Over the last eight years it has been interesting to see which candidates do show up – it seems like you would want to make sure you really want the job given the time commitment, to get up to speed on the relevant issues so you can hit the ground running, to learn a bit more of the nuts-n-bolts of how the Council operates so you can fit into the process fairly quickly – yet cycle after cycle it’s only a few that show.
While the media will probably focus on the Kidzu presentation, the approval moving Glen Lennox’s neighborhood conservation district (NCD) forward, Jim – on election eve – asking the Town to enforce Northside’s NCD (which I talk about in my recent brochure) or Council letting their next incarnation decide on Strom’s replacement, probably the most consequential issue on tonight’s agenda will not get word one.
Ken Pennoyer, the Town’s director of business management, was proposing a change in the structure of staff benefits. All new employees hired after June 30th, 2010 would get a defined benefit plan covering retirement health coverage. Existing employees would retain their Town guaranteed benefit, the payout based on term of service and retirement age.
What’s the big deal?
The existing plan, which is a “pay as you go” approach paid out of general revenues, has increased from $400K to $891k in 5 years – more than doubling our current obligation. To fully fund our commitment to our retired workforce would take $32M to $56M, roughly $3+ M or more per year, for a couple decades!
While the Town has set aside $400K in designated funds over the last two years, the forward obligation makes those contributions pale in comparison. $3-4M per year is equivalent to $0.05 to $0.07 of Chapel Hill’s tax rate – an additional $150 to $210 per year on a $300K home tax bill. This unfunded liability is just one of a number of other obligations – like the $3M affordable housing maintenance fund – which has been allowed to grow and grow over the last 6 years.
Tonight is the first attempt to truly grapple with that overhanging debt to our valued retirees. There are risks inherent in moving new employees to a defined benefit plan but the alternative, scrambling to find funds each fiscal cycle to adequately maintain that obligation, is not sustainable.

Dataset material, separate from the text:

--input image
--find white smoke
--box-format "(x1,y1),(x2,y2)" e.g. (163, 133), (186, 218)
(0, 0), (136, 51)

As the staff report points out, new regulations (OPEB) require the Town’s accounting to take into account this forward liability. This is one difference (of a few) between governmental and business budgets – and one reason why ones acumen in business doesn’t necessarily translate into success in managing a town budget. After working the Town’s numbers six years, applying my business experience, I well understand that difference.
Here’s the crux of the problem, as laid out by Ken Pennoyer:
New accounting rules for Other Post Employment Benefits (OPEB), effective for the fiscal year beginning July 1, 2008, required the Town to acknowledge health care and life insurance benefits that will be provided to current and future retirees, in a manner similar to a pension obligation. The future cost obligation is, in effect, a liability that the Town will need to address. To the extent that we can provide funding to address the liability, we will reduce the impact of the rise in the annual cost of benefits., We also have the opportunity to make changes to the benefits structure to reduce the growth of the liability. These new accounting rules, also known as Government Accounting Standards Board Statement 45 (GASB 45), have significantly changed the Town’s financial statements as we account for and report the liability for the future cost of providing these benefits. Based on the most recent actuarial study the Town’s current unfunded liability, discounted at 4%, is $32.4 million. In order to fully fund this liability on an actuarially sound basis the Town would need to make an annual required contribution (ARC) of $3.0 million.
As a member of Council, this is the type of problem I will be able to more effectively tackle, and tackle in a timely fashion.